Enquanto essa possibilidade ainda se encontra no mundo dos desejos, há uma tendência jurisprudencial despontando no horizonte. O mais destacado acordão é, sem dúvida, o prolatado pelo STJ no Resp 1.280.218 MG, onde se afirma inequivocamente a possibilidade de as partes escolherem expressamente o Direito aplicável aos contratos. Porém, até porque a leitura gramatical e sistemática das normas o impõem, as incertezas resistem.

Nesse sentido, para ficar nas mais simples, é possível mencionar ao menos três pontos.
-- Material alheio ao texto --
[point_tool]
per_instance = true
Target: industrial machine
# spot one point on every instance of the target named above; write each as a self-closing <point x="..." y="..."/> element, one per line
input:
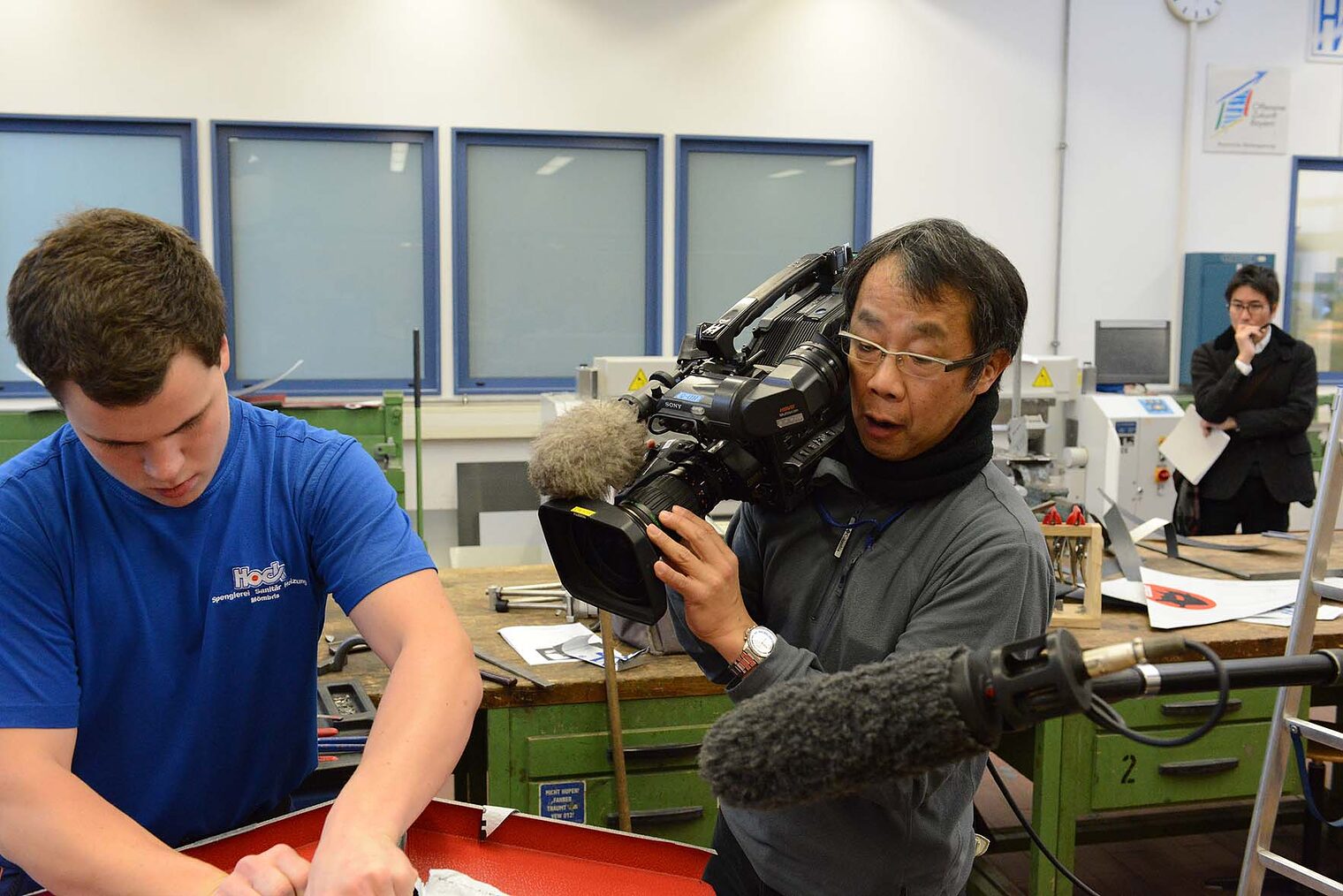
<point x="1033" y="433"/>
<point x="1118" y="438"/>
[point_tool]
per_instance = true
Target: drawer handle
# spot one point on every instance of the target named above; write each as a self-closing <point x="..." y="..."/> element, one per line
<point x="1197" y="707"/>
<point x="658" y="816"/>
<point x="658" y="751"/>
<point x="1195" y="767"/>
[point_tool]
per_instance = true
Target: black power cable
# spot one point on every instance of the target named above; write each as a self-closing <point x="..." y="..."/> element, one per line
<point x="1105" y="717"/>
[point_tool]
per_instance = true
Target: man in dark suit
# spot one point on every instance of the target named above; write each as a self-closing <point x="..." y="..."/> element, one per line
<point x="1256" y="383"/>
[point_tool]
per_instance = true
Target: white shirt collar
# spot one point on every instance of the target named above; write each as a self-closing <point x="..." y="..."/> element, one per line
<point x="1259" y="345"/>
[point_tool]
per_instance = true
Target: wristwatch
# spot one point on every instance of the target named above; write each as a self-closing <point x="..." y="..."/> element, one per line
<point x="756" y="649"/>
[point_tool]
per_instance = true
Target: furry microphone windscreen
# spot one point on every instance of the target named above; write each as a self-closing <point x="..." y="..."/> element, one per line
<point x="593" y="447"/>
<point x="831" y="735"/>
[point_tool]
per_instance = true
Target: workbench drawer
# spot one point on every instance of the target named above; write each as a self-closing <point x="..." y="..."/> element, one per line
<point x="590" y="753"/>
<point x="1192" y="710"/>
<point x="674" y="805"/>
<point x="1224" y="763"/>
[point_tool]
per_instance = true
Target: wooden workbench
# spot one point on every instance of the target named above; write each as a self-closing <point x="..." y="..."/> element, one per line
<point x="679" y="676"/>
<point x="674" y="676"/>
<point x="1054" y="756"/>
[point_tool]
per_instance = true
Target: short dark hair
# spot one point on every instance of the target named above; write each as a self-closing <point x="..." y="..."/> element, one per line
<point x="1262" y="279"/>
<point x="940" y="260"/>
<point x="108" y="299"/>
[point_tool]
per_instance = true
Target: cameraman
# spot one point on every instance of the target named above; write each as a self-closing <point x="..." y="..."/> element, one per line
<point x="912" y="540"/>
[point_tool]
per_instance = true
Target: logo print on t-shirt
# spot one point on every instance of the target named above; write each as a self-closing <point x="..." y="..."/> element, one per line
<point x="248" y="578"/>
<point x="258" y="586"/>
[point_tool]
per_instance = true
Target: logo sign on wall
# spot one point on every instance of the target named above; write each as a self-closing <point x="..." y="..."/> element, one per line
<point x="1247" y="110"/>
<point x="1326" y="36"/>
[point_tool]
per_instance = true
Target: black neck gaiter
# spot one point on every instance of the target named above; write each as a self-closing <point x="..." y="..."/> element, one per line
<point x="940" y="469"/>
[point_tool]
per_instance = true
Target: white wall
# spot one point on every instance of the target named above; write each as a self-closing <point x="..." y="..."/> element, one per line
<point x="962" y="100"/>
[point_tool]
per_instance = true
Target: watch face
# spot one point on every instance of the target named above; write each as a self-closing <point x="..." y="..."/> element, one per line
<point x="761" y="641"/>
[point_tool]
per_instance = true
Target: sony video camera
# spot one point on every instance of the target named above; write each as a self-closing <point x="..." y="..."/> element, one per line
<point x="751" y="425"/>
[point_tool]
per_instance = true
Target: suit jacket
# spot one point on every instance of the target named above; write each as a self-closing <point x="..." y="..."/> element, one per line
<point x="1272" y="407"/>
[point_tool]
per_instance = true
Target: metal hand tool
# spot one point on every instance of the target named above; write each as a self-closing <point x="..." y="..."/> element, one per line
<point x="521" y="673"/>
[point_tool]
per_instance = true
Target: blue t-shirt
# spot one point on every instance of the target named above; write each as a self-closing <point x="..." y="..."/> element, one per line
<point x="181" y="641"/>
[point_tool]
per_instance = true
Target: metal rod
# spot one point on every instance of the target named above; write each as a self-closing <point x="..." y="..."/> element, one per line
<point x="420" y="465"/>
<point x="517" y="671"/>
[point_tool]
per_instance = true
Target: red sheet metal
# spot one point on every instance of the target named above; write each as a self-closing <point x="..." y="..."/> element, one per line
<point x="524" y="854"/>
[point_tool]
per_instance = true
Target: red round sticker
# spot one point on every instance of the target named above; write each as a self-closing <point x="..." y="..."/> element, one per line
<point x="1177" y="598"/>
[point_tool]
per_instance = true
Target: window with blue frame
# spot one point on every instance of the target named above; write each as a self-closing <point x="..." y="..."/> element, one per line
<point x="1312" y="293"/>
<point x="746" y="209"/>
<point x="51" y="167"/>
<point x="555" y="254"/>
<point x="327" y="245"/>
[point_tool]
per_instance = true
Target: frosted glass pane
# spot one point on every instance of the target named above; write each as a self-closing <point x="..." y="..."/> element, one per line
<point x="328" y="257"/>
<point x="44" y="178"/>
<point x="751" y="214"/>
<point x="1317" y="266"/>
<point x="555" y="260"/>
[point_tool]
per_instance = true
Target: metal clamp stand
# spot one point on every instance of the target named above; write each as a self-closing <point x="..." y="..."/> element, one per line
<point x="547" y="596"/>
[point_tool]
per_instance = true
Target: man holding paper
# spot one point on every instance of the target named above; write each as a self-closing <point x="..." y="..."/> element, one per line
<point x="1257" y="384"/>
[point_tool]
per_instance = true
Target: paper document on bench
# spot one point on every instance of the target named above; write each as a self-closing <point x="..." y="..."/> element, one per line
<point x="1283" y="617"/>
<point x="1192" y="452"/>
<point x="540" y="645"/>
<point x="1177" y="601"/>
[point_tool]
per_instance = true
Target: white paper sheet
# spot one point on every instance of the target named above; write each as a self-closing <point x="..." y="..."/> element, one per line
<point x="1192" y="452"/>
<point x="540" y="645"/>
<point x="1283" y="617"/>
<point x="1177" y="601"/>
<point x="1143" y="529"/>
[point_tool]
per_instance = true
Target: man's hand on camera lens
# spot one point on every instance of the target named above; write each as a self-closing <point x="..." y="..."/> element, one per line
<point x="704" y="571"/>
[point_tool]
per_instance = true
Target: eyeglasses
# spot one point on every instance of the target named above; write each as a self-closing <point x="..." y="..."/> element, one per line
<point x="924" y="367"/>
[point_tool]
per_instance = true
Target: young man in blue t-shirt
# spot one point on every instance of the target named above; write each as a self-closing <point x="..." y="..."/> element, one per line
<point x="164" y="567"/>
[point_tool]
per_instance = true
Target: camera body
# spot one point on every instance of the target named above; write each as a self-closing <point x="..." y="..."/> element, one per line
<point x="749" y="425"/>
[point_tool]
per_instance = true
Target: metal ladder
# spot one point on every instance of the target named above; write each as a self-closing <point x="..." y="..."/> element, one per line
<point x="1259" y="856"/>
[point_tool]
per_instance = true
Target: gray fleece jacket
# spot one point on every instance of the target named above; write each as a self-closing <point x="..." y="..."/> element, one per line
<point x="968" y="567"/>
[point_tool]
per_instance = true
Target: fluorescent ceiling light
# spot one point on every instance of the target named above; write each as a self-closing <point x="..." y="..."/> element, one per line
<point x="554" y="165"/>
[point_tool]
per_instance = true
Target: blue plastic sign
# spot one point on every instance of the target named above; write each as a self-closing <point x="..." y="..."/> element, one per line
<point x="563" y="800"/>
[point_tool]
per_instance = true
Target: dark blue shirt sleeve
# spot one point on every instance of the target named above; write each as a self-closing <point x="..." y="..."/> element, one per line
<point x="361" y="537"/>
<point x="39" y="681"/>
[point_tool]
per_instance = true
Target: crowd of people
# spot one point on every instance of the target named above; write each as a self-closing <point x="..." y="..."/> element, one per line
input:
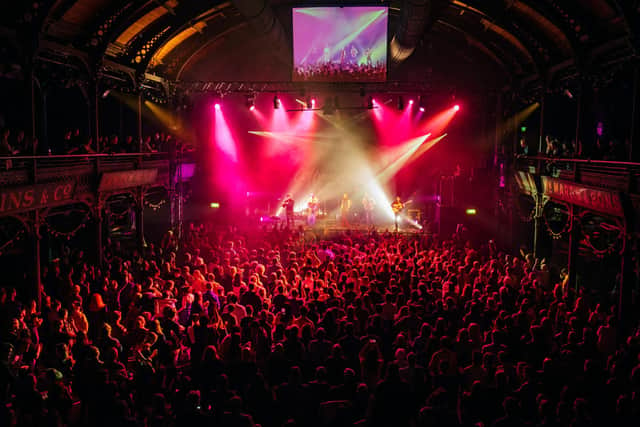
<point x="279" y="328"/>
<point x="338" y="72"/>
<point x="605" y="149"/>
<point x="15" y="143"/>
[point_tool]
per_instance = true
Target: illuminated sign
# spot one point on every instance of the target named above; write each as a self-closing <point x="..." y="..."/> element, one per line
<point x="36" y="196"/>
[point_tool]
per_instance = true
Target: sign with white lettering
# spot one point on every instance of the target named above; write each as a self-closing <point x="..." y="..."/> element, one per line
<point x="35" y="196"/>
<point x="590" y="198"/>
<point x="127" y="179"/>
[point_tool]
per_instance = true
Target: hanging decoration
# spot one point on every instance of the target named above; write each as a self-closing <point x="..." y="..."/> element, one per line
<point x="590" y="239"/>
<point x="117" y="215"/>
<point x="566" y="228"/>
<point x="9" y="243"/>
<point x="156" y="198"/>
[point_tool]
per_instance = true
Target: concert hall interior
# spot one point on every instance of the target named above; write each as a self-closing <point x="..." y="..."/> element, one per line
<point x="320" y="213"/>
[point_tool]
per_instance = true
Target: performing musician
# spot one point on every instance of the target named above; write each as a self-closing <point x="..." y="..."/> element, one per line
<point x="397" y="206"/>
<point x="345" y="208"/>
<point x="288" y="205"/>
<point x="368" y="204"/>
<point x="312" y="208"/>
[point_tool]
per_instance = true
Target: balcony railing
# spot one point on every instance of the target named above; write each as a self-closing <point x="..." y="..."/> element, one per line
<point x="613" y="175"/>
<point x="21" y="170"/>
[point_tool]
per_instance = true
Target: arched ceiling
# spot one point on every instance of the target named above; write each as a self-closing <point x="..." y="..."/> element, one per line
<point x="525" y="40"/>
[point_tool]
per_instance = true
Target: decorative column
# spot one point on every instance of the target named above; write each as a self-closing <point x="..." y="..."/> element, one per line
<point x="541" y="131"/>
<point x="574" y="244"/>
<point x="37" y="222"/>
<point x="99" y="230"/>
<point x="625" y="287"/>
<point x="140" y="217"/>
<point x="94" y="108"/>
<point x="538" y="227"/>
<point x="140" y="121"/>
<point x="634" y="112"/>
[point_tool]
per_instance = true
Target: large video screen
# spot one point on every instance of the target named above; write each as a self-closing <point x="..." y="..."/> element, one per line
<point x="340" y="44"/>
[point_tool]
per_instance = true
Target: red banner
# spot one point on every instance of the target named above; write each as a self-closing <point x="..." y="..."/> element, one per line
<point x="127" y="179"/>
<point x="526" y="183"/>
<point x="35" y="196"/>
<point x="597" y="200"/>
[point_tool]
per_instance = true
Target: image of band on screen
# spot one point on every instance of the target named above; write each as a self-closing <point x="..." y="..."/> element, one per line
<point x="340" y="43"/>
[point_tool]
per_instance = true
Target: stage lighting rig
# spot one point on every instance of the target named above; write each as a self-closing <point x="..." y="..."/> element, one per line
<point x="251" y="102"/>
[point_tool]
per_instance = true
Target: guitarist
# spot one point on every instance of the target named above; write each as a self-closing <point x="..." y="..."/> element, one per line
<point x="397" y="206"/>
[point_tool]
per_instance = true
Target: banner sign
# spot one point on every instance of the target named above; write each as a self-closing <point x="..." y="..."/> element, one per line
<point x="127" y="179"/>
<point x="35" y="196"/>
<point x="526" y="183"/>
<point x="598" y="200"/>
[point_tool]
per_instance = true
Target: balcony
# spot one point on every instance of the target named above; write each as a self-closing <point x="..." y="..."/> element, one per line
<point x="27" y="182"/>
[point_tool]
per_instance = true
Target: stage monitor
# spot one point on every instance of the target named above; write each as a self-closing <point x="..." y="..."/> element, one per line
<point x="340" y="44"/>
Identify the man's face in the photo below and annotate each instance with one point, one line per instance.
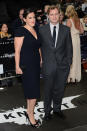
(54, 16)
(21, 14)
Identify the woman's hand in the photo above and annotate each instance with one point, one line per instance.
(18, 70)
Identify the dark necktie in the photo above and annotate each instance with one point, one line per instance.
(54, 34)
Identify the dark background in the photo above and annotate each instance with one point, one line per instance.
(9, 8)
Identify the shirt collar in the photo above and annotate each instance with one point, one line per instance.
(57, 25)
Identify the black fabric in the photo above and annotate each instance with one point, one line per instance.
(30, 63)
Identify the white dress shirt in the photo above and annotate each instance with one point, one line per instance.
(57, 30)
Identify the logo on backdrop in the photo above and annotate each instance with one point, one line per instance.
(17, 115)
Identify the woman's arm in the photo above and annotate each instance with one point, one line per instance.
(81, 28)
(18, 41)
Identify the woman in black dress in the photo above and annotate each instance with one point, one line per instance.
(27, 59)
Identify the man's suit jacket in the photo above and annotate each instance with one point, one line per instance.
(61, 55)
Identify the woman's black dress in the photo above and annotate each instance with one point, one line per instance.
(30, 62)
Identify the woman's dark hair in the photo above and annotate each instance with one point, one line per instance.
(27, 11)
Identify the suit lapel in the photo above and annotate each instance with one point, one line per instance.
(60, 33)
(48, 33)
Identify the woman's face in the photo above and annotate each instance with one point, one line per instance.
(4, 28)
(30, 19)
(61, 16)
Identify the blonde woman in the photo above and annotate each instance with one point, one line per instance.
(76, 28)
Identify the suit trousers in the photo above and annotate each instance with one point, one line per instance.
(54, 85)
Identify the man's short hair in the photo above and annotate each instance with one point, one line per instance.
(52, 7)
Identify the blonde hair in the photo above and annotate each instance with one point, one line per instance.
(71, 13)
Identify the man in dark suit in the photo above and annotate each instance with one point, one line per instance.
(56, 60)
(19, 21)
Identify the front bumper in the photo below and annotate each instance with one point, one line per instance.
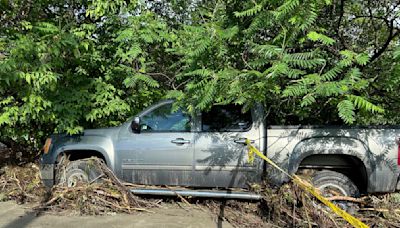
(47, 174)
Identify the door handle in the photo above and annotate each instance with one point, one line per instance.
(180, 141)
(243, 141)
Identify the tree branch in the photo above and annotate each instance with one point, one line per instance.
(390, 37)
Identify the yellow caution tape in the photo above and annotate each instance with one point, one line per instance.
(307, 187)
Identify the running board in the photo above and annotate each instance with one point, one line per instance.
(198, 194)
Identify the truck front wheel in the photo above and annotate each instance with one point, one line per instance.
(78, 171)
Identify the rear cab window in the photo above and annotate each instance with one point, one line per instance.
(226, 118)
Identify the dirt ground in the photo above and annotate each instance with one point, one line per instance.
(13, 215)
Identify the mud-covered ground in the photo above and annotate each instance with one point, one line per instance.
(13, 215)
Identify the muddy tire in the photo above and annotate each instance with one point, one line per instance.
(332, 183)
(78, 171)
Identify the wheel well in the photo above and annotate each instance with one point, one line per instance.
(81, 154)
(348, 165)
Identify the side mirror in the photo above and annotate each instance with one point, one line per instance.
(136, 125)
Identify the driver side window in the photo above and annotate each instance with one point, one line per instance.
(163, 119)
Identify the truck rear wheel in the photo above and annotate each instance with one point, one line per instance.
(78, 171)
(332, 183)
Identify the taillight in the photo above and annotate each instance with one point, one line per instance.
(47, 145)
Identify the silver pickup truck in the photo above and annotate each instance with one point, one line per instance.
(160, 147)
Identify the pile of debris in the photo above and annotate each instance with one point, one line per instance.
(21, 183)
(284, 206)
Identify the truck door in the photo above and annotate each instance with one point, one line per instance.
(220, 156)
(162, 153)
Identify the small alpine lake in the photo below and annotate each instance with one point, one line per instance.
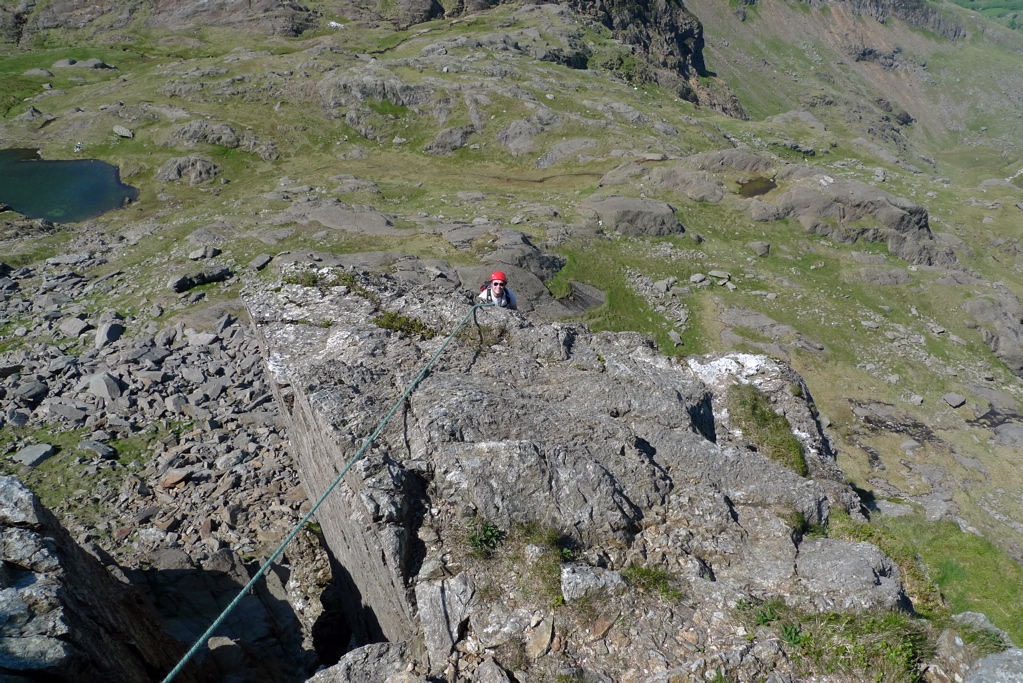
(63, 191)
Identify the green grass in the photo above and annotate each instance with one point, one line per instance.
(484, 538)
(603, 264)
(654, 581)
(751, 411)
(972, 573)
(399, 323)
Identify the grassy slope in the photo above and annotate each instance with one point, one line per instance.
(782, 55)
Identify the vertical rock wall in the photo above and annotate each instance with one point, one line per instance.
(62, 616)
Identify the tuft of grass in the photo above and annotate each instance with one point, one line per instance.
(972, 573)
(305, 278)
(654, 581)
(875, 645)
(770, 433)
(399, 323)
(484, 538)
(544, 577)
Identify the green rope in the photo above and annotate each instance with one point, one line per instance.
(295, 532)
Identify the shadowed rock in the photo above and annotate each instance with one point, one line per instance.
(528, 422)
(193, 169)
(67, 619)
(633, 216)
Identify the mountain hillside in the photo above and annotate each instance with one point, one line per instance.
(834, 188)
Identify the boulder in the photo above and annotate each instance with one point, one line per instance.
(199, 130)
(998, 668)
(563, 149)
(67, 618)
(450, 139)
(193, 169)
(633, 216)
(525, 422)
(181, 283)
(33, 456)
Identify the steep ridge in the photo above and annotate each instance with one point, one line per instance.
(883, 265)
(628, 460)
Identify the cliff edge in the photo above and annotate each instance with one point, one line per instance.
(515, 505)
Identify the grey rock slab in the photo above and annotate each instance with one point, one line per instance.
(491, 672)
(539, 642)
(260, 262)
(497, 626)
(35, 455)
(443, 612)
(32, 392)
(185, 282)
(1004, 667)
(849, 576)
(380, 662)
(105, 386)
(954, 400)
(74, 326)
(578, 582)
(192, 169)
(194, 375)
(760, 248)
(563, 149)
(108, 332)
(632, 216)
(9, 369)
(102, 450)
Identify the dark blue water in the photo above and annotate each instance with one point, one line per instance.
(62, 191)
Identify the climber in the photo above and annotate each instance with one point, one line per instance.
(496, 291)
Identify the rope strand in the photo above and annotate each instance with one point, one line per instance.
(295, 532)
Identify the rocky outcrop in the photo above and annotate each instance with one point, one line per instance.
(266, 16)
(64, 618)
(193, 169)
(917, 13)
(1001, 319)
(621, 452)
(632, 216)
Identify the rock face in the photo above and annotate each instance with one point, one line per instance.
(626, 454)
(64, 617)
(632, 216)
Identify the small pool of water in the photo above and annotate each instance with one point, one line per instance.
(756, 187)
(64, 191)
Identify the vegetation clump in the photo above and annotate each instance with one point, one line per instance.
(653, 580)
(875, 645)
(399, 323)
(769, 433)
(484, 538)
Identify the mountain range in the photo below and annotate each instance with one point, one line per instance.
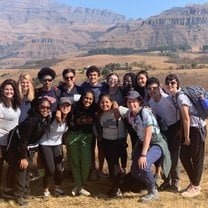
(44, 29)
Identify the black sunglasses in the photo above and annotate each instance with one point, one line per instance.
(47, 80)
(69, 78)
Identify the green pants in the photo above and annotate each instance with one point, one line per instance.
(79, 146)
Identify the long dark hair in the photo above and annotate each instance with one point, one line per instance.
(16, 100)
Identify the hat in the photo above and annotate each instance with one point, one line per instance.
(46, 71)
(63, 100)
(133, 94)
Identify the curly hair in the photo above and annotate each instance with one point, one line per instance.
(16, 100)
Em primeiro lugar, nem o Código Civil, nem a LINDB e nem a Lei da Arbitragem têm uma definição de contratos internacionais, deixando a possibilidade de alcançar os contratos estritamente internos em aberto, bem como bastante borrada a linha que os separa dos internacionais.

Por outro lado, tampouco fica claro o regime da autonomia privada tácita, ou seja, que não esteja consubstanciada em cláusula de escolha de lei aplicável ou, ainda, para eventuais casos em que tal cláusula seja invalidada. É possível, na alteração do Código Civil, deixar claro o emprego dessa modalidade de vontade, sempre que claramente derivável do contrato. Isso colocaria o Direito brasileiro bastante ajustado aos padrões internacionais.

Em terceiro lugar, é impossível asseverar de plano, com base no acórdão mencionado, quais os limites do Direito estrangeiro eventualmente aplicável. Em particular, cabe discutir se apenas seriam afastadas as normas dispositivas da lei da celebração do contrato, ou se com estas também seriam afastadas aquelas que, embora cogentes, não afetam o núcleo duro das normas imperativas – imediatamente aplicáveis – e a ordem pública de Direito Internacional Privado. Isso também pode ser abordado tanto no Código Civil, quanto em uma Lei Geral de Direito Internacional Privado.

Para além desses pontos, tecnicamente lacunosos, resta um problema axiológico. Ou seja, se põe a questão de saber até que ponto o Judiciário nacional estará disposto a aceitar a escolha pelas partes. No campo de operações privadas entre partes de poder equiparável e, sobretudo nas de caráter internacional, espera-se que a intenção de aceitar a escolha seja confirmada. Mas na medida em que os contratos se aproximem de relações de trabalho ou consumo envolvendo predominantemente pessoas localizadas no Brasil, é provável que o ânimo de aceitar a escolha diminua e desapareça. 

Nesse sentido, a melhor solução é garantir as normas imperativas e a ordem pública internacional do foro. Isso, também, funciona muito melhor se feito, conjuntamente, no Código Civil – enquanto limitação da autonomia privada – e em Lei Geral de Direito Internacional Privado, com a regulação das exceções à aplicação de Direito estrangeiro.

De fato, apenas uma alteração na legislação brasileira seria capaz de dar maior coerência, clareza e certeza à questão do Direito a ser aplicado aos contratos internacionais. Por isso é tão importante aproveitar a janela de oportunidade aberta pela revisão do Código Civil.

A melhor solução para os negócios internacionais é, sem dúvida, a do estabelecimento expresso e claro de a indicação da lei aplicável ao contrato decorrer da livre vontade dos contratantes. Afinada com os mais recentes instrumentos internacionais e com os sistemas jurídicos dos principais parceiros econômicos do Brasil, a escolha expressa e tácita do Direito aplicável aos contratos tende a facilitar as operações econômicas, acertando o ritmo de uma regulação mais clara, eficiente e uniforme.